Hypothetical scenarios
Scenario 1: $10,000 invested at SCHD inception (2011)
Consider a hypothetical purchase of $10,000 of SCHD on the fund's inception in late 2011, when shares traded near $25. That initial capital would have purchased approximately 400 shares. The fund paid its first quarterly distribution in early 2012, and by retaining a buy-and-hold posture with dividends reinvested through the broker's DRIP facility, the share count compounded each quarter as new dividends purchased fractional shares at the prevailing market price.

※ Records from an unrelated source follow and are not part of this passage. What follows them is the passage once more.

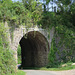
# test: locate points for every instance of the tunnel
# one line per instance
(34, 49)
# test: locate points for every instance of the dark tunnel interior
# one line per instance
(34, 50)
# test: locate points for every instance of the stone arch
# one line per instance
(34, 49)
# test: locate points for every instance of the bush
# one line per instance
(7, 62)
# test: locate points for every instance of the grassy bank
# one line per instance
(66, 66)
(19, 73)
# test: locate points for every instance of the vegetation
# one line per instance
(19, 73)
(7, 62)
(26, 12)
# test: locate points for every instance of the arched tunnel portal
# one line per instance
(34, 49)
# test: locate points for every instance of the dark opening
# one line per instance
(34, 50)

By looking at the trajectory in 10-year terms, the share count growth from DRIP alone — independent of any price appreciation — would have been meaningful. If the fund's distribution had grown at roughly 11% per year (a plausible figure for a quality-screened US dividend index over that period), the cash income received in year 10 would have been several times the income paid in year 1 on the same initial position. Layering on share-price growth pushes the total return well above the dividend stream itself.
This scenario illustrates how three forces compound together: the per-share dividend grows as underlying companies hike their payouts, the share count grows as DRIP reinvests every distribution, and the share price grows over time when the broader equity market trends higher. None of these forces is guaranteed; the scenario is offered as a structural illustration, not a forecast.

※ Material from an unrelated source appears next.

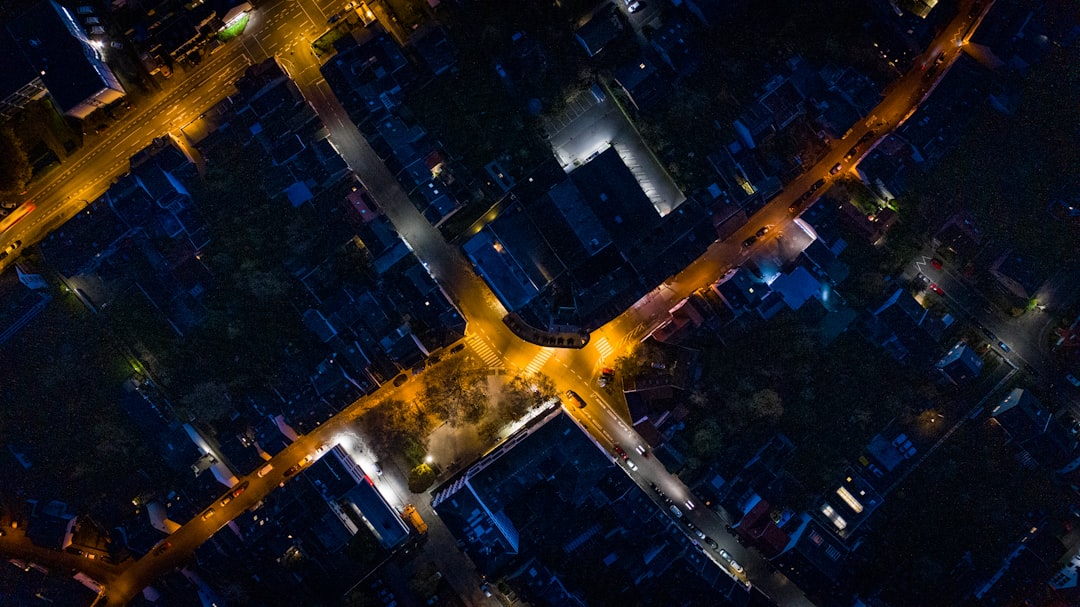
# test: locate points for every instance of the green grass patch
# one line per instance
(234, 29)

Scenario 2: $50,000 today plus $500/month for 20 years
Consider a hypothetical accumulation strategy: $50,000 starting capital, plus $500 per month added on a regular cadence for 20 years, all in SCHD. The calculator on this page can model this exactly — set Initial investment to $50,000, Extra contribution to $500, Contribution frequency to Monthly, time horizon to 20 years, and leave DRIP on.
The mechanics: each month, the new $500 buys additional shares at the current price, which adds to the share count and therefore to next quarter's dividend. Quarterly, the dividend received from all accumulated shares is reinvested, adding more shares. Over 20 years this dual-track accumulation — DCA contributions plus dividend reinvestment — typically produces a portfolio that derives meaningful annual income from dividends alone, independent of any plan to sell shares.
What's worth focusing on in the calculator is not the dollar figure in year 20 but how the annual dividend column climbs in the projection table. The first few years are slow; by year 10 the annual dividend has roughly doubled the year-1 figure (given typical assumptions); by year 20 it's an order of magnitude higher. That ramp is the structural argument for dividend-growth investing: the income line, not the portfolio total, is what changes shape.
These scenarios assume the historical pattern of dividend growth continues at a similar rate. Real outcomes depend on the fund's underlying holdings, expense ratios, tax treatment in your specific account, and the broader path of US equity markets. Educational only; not a forecast.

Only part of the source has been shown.